Abram Schwartz, a teacher at Bemidji Middle School, knows what it feels like to walk on the moon.

He recently spent one week experiencing weightlessness, building rockets and commanding a crew of fellow teachers in an International Space Center simulator at the U.S. Space & Rocket Center in Huntsville, Ala.

Schwartz was awarded a scholarship to attend the 2011 Honeywell Educators @ Space Academy program from June 15-24. The program is designed for teachers to inspire students to pursue careers in science, technology, engineering and math, also known as STEM.

Schwartz was among 250 teachers from 27 countries and 47 states who attended the program. His experience involved real-life astronaut training including a high-performance jet simulation, scenario-based space missions, and land and water survival training.

Because Schwartz showed enthusiasm and was eager to participate in activities, he was given a "Right Stuff" award during the program's commencement ceremony. Schwartz was surprised to learn his award came with a free Space Camp scholarship to give to a student of his choice.

"I had no idea what I was getting into before I went," Schwartz said. "It far surpassed what I thought it was going to be."

Upon arrival, Schwartz was placed into a group, which was given two simulated space shuttle missions. Schwartz was designated as a shuttle pilot during one mission and served as a station commander during another mission.

Throughout the week teachers had to work together to achieve the tasks of their mission, such as completing a satellite repair or construction on the International Space Center.

"I didn't know a single person there when I first came and now I have, like, 20 people who are like family to me," Schwartz said. "It was amazing."

As part of the training exercises, Schwartz sat in a chair that simulated walking on the moon in an almost frictionless environment. He also participated in an aviation challenge, which simulated what it would be like to land in the water with a parachute or be rescued from the water by a helicopter.

One of the most challenging tasks, he said, was learning all of the acronyms, such as "ISS," which stands for International Space Center.

During both of Schwartz's missions, the group of astronaut teachers was required to dock their space shuttle at the Space Center.

While there, Schwartz and other teachers were tasked with completing middle school science experiments, such as extracting the green color out of plants.

Occasionally, he said, different scenarios would unexpectedly be thrown at the teachers, such as how to survive a solar flare occurrence.

"We had to cover ourselves in these solar blankets and lights would start flashing," Schwartz said. "It was just a blast.

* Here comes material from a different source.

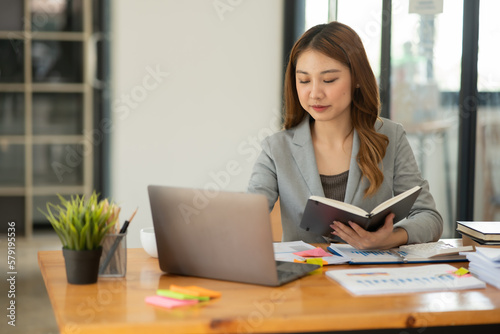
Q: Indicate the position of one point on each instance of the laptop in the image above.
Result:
(219, 235)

You were just having fun."

With all of the activities he took part in, Schwartz said the best part of the experience was meeting other teachers.

"Every one of these teachers received a scholarship," he said. "They were all there for one reason - to make themselves better teachers."

This fall Schwartz will begin his second year at BMS. He previously taught for seven years at Lincoln Elementary School. Schwartz will teach a half-day of sixth-grade math at BMS, as well as a half-day of STEM, a new elective course for students in grades 6-8.

"I learned so much about space travel," he said. "My goal is to bring all of this information I learned back to the classroom, wrap it and bowtie it into something that it can be a true STEM activity."

Schwartz said he foresees students participating in a moon mission, where students would stimulate life on the moon.

"I really foresee someone I'm teaching in this generation going to Mars," Schwartz added. "It's just that knowledge of knowing that I very possibly could be educating astronauts of the future that is so exciting."

Schwartz has been an active member of the Minnesota Council of Teachers of Mathematics. He was recently tagged as the affiliate state representative for the National Council of Teachers of Mathematics.

Although school is out for the summer, Schwartz said he will be keeping plenty busy this summer.

From July 11-15, he plans to attend a Science Museum of Minnesota's Leadership in Engineering conference. Later this summer Schwartz also plans to attend the 2011 Affiliate Leaders Conference, hosted by the NCTM, in Denver, Colo.